One imagines that being a successful progressive luxury brand that’s British suits his agenda of being a slight outlier. Anderson considers, then responds: “It’s a very difficult thing because ultimately, manufacturing is not really here in Britain. Italy is a huge manufacturing power, France is a huge manufacturing power: I think about, What does that mean in the future?” He adds, “My brand is a British brand, it is based in London, and we have our entire team here. But it has to perform on an international stage. And we have to be careful to grow bit by bit, because there is a tendency to turn the gas on when you have product that is working. We could double, but where is the sustainability in that? Instead, I think if you grow up in tiers, you end up not overexerting the brand equity.”

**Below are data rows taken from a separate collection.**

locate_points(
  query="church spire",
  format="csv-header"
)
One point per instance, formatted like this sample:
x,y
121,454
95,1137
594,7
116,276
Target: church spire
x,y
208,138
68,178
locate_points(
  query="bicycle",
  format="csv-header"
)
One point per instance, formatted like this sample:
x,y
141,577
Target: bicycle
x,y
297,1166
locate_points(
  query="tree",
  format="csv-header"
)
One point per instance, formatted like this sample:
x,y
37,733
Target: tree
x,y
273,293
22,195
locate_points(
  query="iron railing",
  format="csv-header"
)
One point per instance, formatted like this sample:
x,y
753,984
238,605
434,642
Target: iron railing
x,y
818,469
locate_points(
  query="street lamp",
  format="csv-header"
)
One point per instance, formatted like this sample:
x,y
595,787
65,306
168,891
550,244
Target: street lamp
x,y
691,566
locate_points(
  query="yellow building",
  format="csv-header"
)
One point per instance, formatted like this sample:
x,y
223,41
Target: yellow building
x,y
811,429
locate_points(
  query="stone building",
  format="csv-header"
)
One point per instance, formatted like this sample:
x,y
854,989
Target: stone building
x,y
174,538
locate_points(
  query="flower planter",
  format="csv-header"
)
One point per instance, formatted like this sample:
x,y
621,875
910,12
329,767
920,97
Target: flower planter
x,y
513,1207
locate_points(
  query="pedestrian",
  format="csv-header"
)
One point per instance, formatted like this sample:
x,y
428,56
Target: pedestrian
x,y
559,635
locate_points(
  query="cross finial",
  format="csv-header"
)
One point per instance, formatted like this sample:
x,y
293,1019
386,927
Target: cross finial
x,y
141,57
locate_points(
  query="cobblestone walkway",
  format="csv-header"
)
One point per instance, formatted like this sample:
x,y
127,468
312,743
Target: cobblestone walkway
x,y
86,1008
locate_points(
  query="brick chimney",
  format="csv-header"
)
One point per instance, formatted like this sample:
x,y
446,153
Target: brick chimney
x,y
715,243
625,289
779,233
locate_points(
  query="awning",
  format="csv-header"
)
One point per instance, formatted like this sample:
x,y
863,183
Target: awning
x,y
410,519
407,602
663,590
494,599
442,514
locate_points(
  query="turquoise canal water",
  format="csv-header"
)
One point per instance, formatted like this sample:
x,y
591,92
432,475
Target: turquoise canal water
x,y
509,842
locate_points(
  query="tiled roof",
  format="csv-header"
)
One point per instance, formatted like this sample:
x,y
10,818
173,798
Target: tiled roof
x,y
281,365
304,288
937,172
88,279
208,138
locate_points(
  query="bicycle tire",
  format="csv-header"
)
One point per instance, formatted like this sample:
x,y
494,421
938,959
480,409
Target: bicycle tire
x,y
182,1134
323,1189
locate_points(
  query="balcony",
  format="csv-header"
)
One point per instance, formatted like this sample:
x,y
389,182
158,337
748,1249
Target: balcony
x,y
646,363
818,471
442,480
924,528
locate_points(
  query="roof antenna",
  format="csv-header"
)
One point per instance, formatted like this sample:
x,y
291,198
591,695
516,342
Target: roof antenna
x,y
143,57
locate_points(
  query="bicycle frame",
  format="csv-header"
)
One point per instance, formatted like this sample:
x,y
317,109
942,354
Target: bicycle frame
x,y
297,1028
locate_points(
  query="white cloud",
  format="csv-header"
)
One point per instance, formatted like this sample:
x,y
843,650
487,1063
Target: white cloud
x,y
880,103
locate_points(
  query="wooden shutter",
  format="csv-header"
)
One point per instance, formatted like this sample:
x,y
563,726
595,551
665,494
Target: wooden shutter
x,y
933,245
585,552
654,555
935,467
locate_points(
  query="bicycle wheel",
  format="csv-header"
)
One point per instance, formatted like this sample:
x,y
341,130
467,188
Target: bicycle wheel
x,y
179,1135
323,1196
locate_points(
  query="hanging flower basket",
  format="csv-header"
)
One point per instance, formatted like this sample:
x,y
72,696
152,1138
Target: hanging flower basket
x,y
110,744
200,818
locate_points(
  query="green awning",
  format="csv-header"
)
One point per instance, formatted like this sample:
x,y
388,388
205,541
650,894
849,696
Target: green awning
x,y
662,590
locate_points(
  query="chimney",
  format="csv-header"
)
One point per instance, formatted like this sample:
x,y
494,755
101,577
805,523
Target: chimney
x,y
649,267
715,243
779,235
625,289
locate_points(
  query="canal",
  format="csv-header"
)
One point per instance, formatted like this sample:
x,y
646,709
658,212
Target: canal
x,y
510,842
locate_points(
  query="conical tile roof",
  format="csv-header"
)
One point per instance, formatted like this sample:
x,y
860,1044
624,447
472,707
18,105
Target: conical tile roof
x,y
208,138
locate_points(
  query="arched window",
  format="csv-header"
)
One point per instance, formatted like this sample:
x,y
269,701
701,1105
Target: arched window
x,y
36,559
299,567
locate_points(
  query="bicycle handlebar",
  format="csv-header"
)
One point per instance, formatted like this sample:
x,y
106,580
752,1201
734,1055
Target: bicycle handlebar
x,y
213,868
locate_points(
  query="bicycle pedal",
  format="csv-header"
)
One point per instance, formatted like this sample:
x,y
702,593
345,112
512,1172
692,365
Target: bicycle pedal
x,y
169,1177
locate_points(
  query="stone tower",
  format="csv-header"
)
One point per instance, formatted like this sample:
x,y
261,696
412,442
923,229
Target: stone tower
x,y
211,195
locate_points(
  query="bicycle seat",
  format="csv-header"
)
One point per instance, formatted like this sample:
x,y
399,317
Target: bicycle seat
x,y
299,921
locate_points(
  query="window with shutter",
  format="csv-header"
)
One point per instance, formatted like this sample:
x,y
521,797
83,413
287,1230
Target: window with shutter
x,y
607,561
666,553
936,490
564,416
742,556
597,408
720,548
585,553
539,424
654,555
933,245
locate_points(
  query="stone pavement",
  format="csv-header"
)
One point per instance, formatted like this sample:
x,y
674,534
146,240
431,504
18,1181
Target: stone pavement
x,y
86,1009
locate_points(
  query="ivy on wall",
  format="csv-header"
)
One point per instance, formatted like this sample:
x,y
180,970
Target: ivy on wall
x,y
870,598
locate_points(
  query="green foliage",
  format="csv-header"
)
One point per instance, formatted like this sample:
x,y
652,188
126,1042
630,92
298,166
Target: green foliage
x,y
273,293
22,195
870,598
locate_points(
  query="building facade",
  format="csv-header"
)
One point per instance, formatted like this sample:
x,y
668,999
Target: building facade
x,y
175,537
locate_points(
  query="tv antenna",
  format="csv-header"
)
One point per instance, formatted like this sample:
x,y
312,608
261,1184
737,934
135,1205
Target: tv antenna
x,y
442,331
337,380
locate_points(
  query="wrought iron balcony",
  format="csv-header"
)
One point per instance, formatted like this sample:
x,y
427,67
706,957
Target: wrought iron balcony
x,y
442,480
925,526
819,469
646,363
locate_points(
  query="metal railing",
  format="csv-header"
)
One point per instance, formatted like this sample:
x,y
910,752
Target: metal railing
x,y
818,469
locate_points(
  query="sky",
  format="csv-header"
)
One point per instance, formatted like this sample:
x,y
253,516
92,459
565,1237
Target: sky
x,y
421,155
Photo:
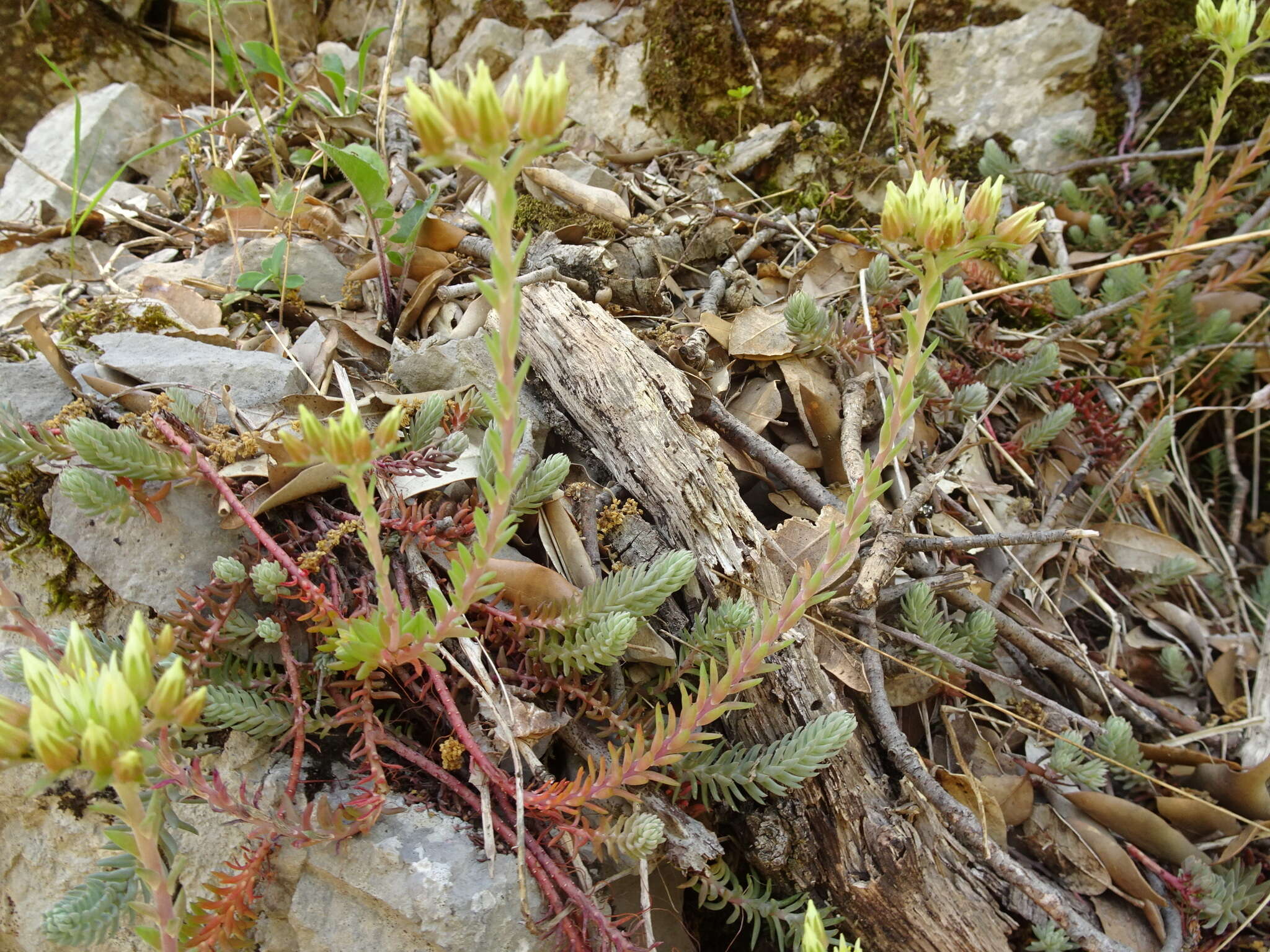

When this piece comes out, JW will have recently shown its spring/summer 2023 womenswear collection in London. For menswear, however, with London’s masculine schedule currently rather in the doldrums, Anderson says he plans to continue what was at first envisaged as a temporary relocation. “Menswear, I think, will continue to show in Milan. London went through this phase of And the next thing, and the next thing, and the next thing but there was no kind of structural goal below that.” Showing for the first time in Milan last June, Anderson told local editors that he is enamoured by the Italian fashion capital’s rich track record in nurturing start-up fashion houses – from Giorgio Armani and Versace to Off-White and Palm Angels – into bonafide superbrands.
Despite the brouhaha around womenswear, menswear remains Anderson’s lodestar. “I think people forget that I started off as a menswear designer, and that is ultimately how I ended up getting to womenswear. So the lab that is done through mens helps me to articulate women. The ecosystem needs that for me to be able to work.”
Conventional gender codes create the cage against which Anderson’s work rattles, supplying the sense of tension, risk and ultimate thrill that his pieces can generate. Many Anderson fans understand this, but there is perhaps one prime exemplar: A$AP Rocky. “I was very lucky through a dear friend to meet A$AP many years ago, and to do a collaboration together. I’ve always been fascinated by his approach to clothing: how he articulates the idea of his standing within music, and his standing as being a kind of cultural ambassador, through clothing. He goes through that as a creative process, to express himself, instead of it being a stylistic approach. And I think along the way he has broken so many boundaries without being loud about it.”
For the most positive of reasons, Anderson is slightly conflicted by Loewe. “It has carved out a niche that wasn’t really there. It was that brand that was incredibly small, and it has ended up having a personality that is quite cerebral and in the background. So while the Puzzle is one of the biggest-selling bags on the marketplace, it doesn’t feel like we are overexposed. Sometimes it can get quite frustrating because you’re like, Oh, do people not realise the scale of the brand? I think that people would be surprised about how big Loewe is in comparison to bigger brand names.”
Anderson says he works in three-year cycles. This most likely explains that – having just turned 38 in September of this year – he is nurturing apprehensions of creative mortality. Or as he puts it, “As you approach 40, you start to realise that you don’t have the same speed you once did. Although I do think you have more knowledge, which helps. But – and not to be all doomsday about it – I think there is a 20-year period in which you can be prolifically creative.”